The energy and the power a song like this requires, doesn’t come only by using an orchestra, the melody on its own must have it, which the melody of Enge Pogudho has in abundance, as it is evident in the prelude when just the main melody played on a solo trumpet produce a majestic sound. This is the aspect that is missing in other songs - Maatram Ondrudhaan and Karma Veeranae. Though A.R.Rahman gets hook portions perfectly right — “Un Maarbodu Kaayangal Or Aayiram” in Maatram Ondrudhaan and insanely addictive “Kaatrae Kaatrae Nee Thoonguvadhae Illai" — it is the journey of the song between the hooks that is less interesting, with the melody in these portions constantly at a tug of war with Tamil and lyrics. Even the orchestration is rather underwhelming in both these songs, they deliver the desired mood and impact, but somehow feels like A.R.Rahman took an easy way out here. Especially, on Maatram Ondrudhaan I would go to the extent of saying this - A.R.Rahman might say, “I totally forgot this song” five years from now, when someone sings it in Airtel Super Singer Season 10 (He said that when a contestant sang Athini Siththini song from Thenali). However, we might find the same song interesting and wonder why we didn’t lend a proper ear to this song all this while, like it happened for that Thenali song.

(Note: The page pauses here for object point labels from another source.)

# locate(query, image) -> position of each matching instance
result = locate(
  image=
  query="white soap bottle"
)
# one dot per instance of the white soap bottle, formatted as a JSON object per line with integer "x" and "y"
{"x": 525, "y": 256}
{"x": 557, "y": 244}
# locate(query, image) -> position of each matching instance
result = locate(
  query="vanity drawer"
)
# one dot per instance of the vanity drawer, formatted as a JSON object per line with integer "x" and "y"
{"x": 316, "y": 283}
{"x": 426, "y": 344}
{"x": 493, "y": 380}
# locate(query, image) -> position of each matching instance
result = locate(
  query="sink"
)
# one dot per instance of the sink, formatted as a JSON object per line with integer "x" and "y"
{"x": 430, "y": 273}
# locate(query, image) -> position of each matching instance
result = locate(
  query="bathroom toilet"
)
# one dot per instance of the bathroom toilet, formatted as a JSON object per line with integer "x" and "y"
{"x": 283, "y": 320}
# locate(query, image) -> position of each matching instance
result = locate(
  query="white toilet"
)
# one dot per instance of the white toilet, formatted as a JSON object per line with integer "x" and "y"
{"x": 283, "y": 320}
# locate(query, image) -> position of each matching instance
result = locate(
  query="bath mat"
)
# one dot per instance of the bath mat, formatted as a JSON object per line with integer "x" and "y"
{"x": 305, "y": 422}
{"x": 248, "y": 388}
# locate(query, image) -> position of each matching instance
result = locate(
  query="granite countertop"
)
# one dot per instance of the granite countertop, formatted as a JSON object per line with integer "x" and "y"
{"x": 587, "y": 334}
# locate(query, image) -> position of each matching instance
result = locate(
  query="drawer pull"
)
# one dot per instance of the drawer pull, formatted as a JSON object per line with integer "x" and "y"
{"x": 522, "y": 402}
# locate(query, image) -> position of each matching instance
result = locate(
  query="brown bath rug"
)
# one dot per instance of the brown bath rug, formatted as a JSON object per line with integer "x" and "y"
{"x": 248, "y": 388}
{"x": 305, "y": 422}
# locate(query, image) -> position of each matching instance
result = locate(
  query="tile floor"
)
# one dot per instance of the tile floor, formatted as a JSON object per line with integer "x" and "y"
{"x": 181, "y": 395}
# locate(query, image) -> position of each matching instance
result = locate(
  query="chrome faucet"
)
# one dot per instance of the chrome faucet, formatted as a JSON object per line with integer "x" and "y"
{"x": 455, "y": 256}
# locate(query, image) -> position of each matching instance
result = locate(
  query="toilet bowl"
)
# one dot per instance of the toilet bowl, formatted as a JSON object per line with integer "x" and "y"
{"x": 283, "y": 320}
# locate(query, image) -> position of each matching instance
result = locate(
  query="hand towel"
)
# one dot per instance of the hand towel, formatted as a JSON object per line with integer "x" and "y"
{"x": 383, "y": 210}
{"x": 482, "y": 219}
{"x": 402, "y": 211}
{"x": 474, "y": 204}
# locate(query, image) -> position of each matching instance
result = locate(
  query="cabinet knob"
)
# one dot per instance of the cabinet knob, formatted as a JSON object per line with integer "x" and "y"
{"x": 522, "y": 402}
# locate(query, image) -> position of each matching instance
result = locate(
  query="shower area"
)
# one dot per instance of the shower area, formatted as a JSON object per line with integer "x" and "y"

In the emotional roller-coaster Idhayam, A.R.Rahman cleverly averts any risk by choosing not to have any kind of journey between the hooks, the song is a parade of addictive stanzas stacked one after the other. Rahman travels two extremes within one song in a way only he does - Chinmayi exquisitely sings her pain in a fluid semi-classical melody, whereas Srinivas goes all masculine and staccato in expressing his pain. Again, there is nothing new in the orchestration, a mix of stuff from In Lamhon Ki Daaman mien and Hai Rama, but that knowledge doesn’t come in the way of me connecting with the emotion of the song. I complained about the war between music and lyrics in other songs, but, here the same A.R.Rahman shows how it is done; the marriage of melody, lyrics and musical arrangements in that line Nazhuvi Nazhuvi Nagarndhu is sheer beauty.
There is more from Jodha Akbar here in Kochadaiiyaan and some from Rahman’s Chinese Soundtrack Warriors of Heaven and Earth too. The Rudhra Thaandavam song Kochadaiiyaan Engal Kochadaiiyaan is Marhabba oh Marhabba transposed from Mughal to ancient Tamil era. After that Italian version of Anbin Vaasalae in Kadal, here is another instance to prove that it is an utterly technical exercise for a composer — that is making a song out of an abstract melody represent a specific place, clan and culture.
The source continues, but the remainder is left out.